そして、1)、2)および3)で調製した混合組成物を混合することにより無電解めっき用接着剤を得た。
【0101】
このようにして製造した実施例1および比較例1〜2のプリント配線板について、−55〜125℃で1000回のヒートサイクル試験を実施し、層間樹脂絶縁層およびソルダーレジスト層におけるクラックの発生の有無を光学顕微鏡にて観察した。また、温度128℃、湿度85%、圧力2気圧で48時間放置し、層間樹脂絶縁層およびソルダーレジスト層を光学顕微鏡で観察して、剥離の有無を確認した。その結果を下記の表1に示した。
【0102】
【表1】
Figure 0004255158
【0103】
上記表1に示す結果から明らかなように、本発明の感光性樹脂組成物を用いたプリント配線板は、層間樹脂絶縁層やソルダーレジスト層の剥離は発生せず、ヒートサイクル条件下でのクラックの発生を抑制することができる。
【0104】
【発明の効果】
以上説明したように本発明の感光性樹脂組成物によれば、ヒートサイクル条件下での耐クラック性および導体回路との密着性に優れる感光性樹脂組成物を提供するができる。
また本発明のプリント配線板によれば、ヒートサイクル条件下での耐クラック性および導体回路との密着性に優れるプリント配線板を提供することができる。
【図面の簡単な説明】
【図1】(a)〜(d)は、本発明にかかるプリント配線板の製造工程の一部を示す断面図である。
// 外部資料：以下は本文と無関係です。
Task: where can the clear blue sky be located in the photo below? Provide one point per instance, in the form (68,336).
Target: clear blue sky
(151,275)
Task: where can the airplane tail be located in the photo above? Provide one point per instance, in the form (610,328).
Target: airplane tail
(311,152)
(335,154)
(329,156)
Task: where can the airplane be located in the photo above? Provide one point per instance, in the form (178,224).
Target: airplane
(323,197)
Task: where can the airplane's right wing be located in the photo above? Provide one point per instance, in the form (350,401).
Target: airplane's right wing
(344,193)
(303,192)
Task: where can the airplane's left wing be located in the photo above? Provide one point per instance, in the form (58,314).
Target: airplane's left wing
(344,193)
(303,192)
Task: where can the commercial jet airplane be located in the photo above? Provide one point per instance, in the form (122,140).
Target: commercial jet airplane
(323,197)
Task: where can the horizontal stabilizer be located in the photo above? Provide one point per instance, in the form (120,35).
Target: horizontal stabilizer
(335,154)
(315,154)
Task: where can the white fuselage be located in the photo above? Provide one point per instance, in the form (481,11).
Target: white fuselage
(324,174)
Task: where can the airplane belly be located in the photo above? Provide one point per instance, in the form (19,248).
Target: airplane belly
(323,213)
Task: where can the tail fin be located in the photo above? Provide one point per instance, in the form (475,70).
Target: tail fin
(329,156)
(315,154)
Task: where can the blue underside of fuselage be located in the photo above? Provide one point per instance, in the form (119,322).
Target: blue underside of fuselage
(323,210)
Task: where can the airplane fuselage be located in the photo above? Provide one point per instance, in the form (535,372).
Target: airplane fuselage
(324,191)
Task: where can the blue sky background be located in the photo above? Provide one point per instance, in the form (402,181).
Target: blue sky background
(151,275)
【図2】(a)〜(d)は、本発明にかかるプリント配線板の製造工程の一部を示す断面図である。
【図3】(a)〜(d)は、本発明にかかるプリント配線板の製造工程の一部を示す断面図である。
【図4】(a)〜(c)は、本発明にかかるプリント配線板の製造工程の一部を示す断面図である。
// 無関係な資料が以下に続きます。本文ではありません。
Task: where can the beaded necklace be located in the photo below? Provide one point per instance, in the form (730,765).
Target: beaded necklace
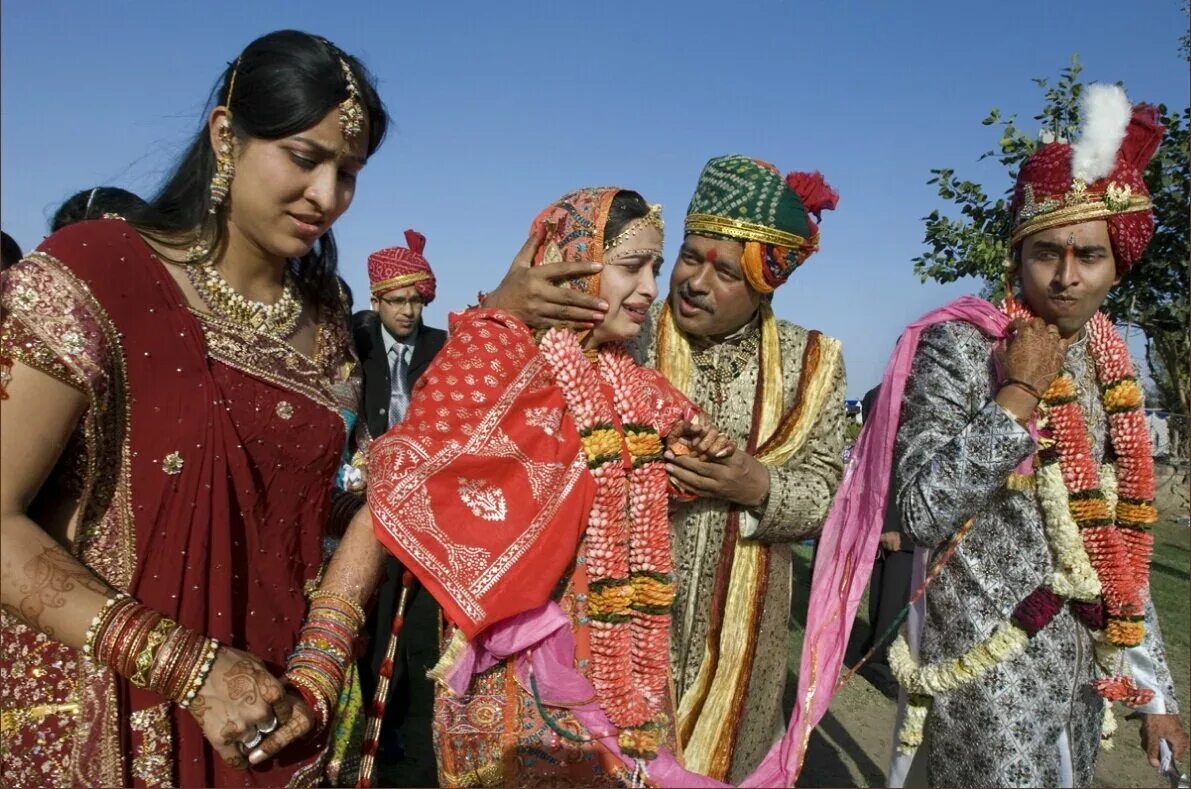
(279,318)
(631,586)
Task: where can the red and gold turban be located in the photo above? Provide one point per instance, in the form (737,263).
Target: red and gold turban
(399,267)
(1097,178)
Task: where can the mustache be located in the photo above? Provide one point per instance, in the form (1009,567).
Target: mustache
(702,302)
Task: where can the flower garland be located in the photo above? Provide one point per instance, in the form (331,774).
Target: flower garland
(631,586)
(1097,523)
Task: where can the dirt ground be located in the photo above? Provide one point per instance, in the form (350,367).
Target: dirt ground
(850,747)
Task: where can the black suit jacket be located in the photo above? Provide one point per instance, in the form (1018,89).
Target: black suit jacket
(366,329)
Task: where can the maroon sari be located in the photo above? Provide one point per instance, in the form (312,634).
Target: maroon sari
(204,466)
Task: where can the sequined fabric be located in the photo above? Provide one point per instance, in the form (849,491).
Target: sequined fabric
(200,496)
(955,449)
(799,496)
【図5】(a)〜(c)は、本発明にかかるプリント配線板の製造工程の一部を示す断面図である。
【符号の説明】
1 基板
2 層間樹脂絶縁層(無電解めっき用接着剤)
2a 無電解めっき用接着剤層
2b 無電解めっき用接着剤層
3 めっきレジスト
4 下層導体回路(内層銅パターン)
5 上層導体回路
6 バイアホール用開口
7 バイアホール
8 銅箔
9 スルーホール
10 充填樹脂(樹脂充填剤)
11 粗化層
12 無電解めっき膜
13 電解めっき膜
14 ソルダーレジスト層
15 ニッケルめっき層
16 金めっき層
17 はんだバンプ

Claims (2)

  1. 基板の両面に複数の導体回路が形成され、これらの導体回路間に感光性樹脂からなる層間樹脂絶縁層が形成されるとともに、最上層の導体回路上にも感光性樹脂からなるソルダーレジスト層が形成されたプリント配線板であって、
    前記層間樹脂絶縁層は、エポキシ樹脂の(メタ)アクリレート、硬化剤、樹脂粒子もしくは無機粒子ならびに分子中にP原子を有する(メタ)アクリル酸エステルモノマーの反応物を含み、
    前記ソルダーレジスト層は、エポキシ樹脂の(メタ)アクリレート、硬化剤、ビスフェノール型エポキシ樹脂および分子中にP原子を有する(メタ)アクリル酸エステルモノマーの反応物を含み、
    前記層間樹脂絶縁層の表面に粗化面が形成されていることを特徴とするプリント配線板。
  2. 前記層間樹脂絶縁層の表面に、前記樹脂粒子もしくは前記無機粒子を溶解除去又は分解除去することにより粗化面が形成されている請求項1に記載のプリント配線板。